Mailing-List: contact core-user-help@hadoop.apache.org; run by ezmlm
Precedence: bulk
Reply-To: core-user@hadoop.apache.org
Received-SPF: pass (athena.apache.org: domain of lists@nabble.com designates
 216.139.236.158 as permitted sender)
Message-ID: <22496810.post@talk.nabble.com>
Date: Fri, 13 Mar 2009 06:51:01 -0700 (PDT)
From: Doug Cook <nabble@candiru.com>
To: core-user@hadoop.apache.org
Subject: Reduce task going away for 10 seconds at a time
MIME-Version: 1.0
Content-Type: text/plain; charset=us-ascii
Content-Transfer-Encoding: 7bit


Hi folks,

I've been debugging a severe performance problems with a Hadoop-based
application (a highly modified version of Nutch). I've recently upgraded to
Hadoop 0.19.1 from a much, much older version, and a reduce that used to
work just fine is now running orders of magnitude more slowly. 

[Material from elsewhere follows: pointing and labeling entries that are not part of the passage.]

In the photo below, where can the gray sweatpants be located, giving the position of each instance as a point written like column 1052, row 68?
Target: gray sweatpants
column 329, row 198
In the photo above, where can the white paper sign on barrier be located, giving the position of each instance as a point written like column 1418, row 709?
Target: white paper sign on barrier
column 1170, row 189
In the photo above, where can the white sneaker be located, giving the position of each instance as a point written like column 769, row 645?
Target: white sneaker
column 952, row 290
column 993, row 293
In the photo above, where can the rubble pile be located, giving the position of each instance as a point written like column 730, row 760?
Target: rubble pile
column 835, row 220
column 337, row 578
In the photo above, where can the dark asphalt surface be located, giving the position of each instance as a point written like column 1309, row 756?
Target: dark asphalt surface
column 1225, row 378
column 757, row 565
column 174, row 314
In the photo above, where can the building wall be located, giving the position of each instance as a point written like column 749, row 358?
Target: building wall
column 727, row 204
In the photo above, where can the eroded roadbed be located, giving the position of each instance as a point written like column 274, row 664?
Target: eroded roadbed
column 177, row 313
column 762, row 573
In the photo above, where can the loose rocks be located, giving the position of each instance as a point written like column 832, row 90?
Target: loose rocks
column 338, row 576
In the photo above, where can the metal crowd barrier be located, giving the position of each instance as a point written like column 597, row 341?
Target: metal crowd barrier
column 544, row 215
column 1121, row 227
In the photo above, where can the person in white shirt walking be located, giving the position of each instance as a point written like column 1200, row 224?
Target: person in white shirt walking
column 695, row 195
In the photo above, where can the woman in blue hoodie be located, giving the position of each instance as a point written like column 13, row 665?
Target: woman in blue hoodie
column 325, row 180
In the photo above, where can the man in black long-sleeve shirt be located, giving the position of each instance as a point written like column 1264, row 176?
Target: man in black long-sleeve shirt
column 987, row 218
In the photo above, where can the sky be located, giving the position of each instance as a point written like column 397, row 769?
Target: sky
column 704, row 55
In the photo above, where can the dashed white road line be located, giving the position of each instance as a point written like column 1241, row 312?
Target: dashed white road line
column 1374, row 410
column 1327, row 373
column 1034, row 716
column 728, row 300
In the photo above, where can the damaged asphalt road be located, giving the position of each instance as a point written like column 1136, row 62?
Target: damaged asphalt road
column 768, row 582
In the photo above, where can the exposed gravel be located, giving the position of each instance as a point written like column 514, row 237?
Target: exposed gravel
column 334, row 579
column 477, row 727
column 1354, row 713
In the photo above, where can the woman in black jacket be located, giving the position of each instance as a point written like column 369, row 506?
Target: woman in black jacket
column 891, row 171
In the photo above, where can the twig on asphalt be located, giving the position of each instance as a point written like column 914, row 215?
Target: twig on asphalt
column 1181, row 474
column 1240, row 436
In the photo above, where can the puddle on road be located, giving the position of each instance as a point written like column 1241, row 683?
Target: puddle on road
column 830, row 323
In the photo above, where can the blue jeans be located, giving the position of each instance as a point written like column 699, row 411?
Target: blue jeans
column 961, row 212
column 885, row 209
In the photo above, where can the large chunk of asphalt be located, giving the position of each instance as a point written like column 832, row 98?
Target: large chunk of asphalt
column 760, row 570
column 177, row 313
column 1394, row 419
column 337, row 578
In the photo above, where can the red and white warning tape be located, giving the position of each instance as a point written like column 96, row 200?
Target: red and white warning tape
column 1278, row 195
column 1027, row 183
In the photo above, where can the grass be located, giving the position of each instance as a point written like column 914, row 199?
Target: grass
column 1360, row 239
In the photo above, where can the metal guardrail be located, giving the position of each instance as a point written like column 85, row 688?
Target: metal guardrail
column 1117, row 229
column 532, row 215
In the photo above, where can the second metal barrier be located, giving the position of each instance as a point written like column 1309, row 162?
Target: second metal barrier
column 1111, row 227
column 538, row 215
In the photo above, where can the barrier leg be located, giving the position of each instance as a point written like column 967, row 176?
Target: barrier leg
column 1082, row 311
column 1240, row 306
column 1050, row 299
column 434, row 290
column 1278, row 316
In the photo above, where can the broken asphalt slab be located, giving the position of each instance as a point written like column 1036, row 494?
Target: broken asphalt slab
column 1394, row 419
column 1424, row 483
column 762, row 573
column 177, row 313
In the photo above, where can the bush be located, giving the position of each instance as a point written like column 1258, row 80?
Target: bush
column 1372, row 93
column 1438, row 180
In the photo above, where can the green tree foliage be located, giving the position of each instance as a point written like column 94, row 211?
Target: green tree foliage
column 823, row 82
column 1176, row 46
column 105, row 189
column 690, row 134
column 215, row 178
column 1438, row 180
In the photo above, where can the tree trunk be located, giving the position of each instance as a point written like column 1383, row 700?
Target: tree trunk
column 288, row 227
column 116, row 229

>From the logs I can see that progress of my reduce stops for periods that
average almost exactly 10 seconds (with a very narrow distribution around 10
seconds), and it does so in various places in my code, but more or less in
proportion to how much time I'd expect the task would normally spend in that
particular place in the code, i.e. the behavior seems like my code is
randomly being interrupted for 10 seconds at a time.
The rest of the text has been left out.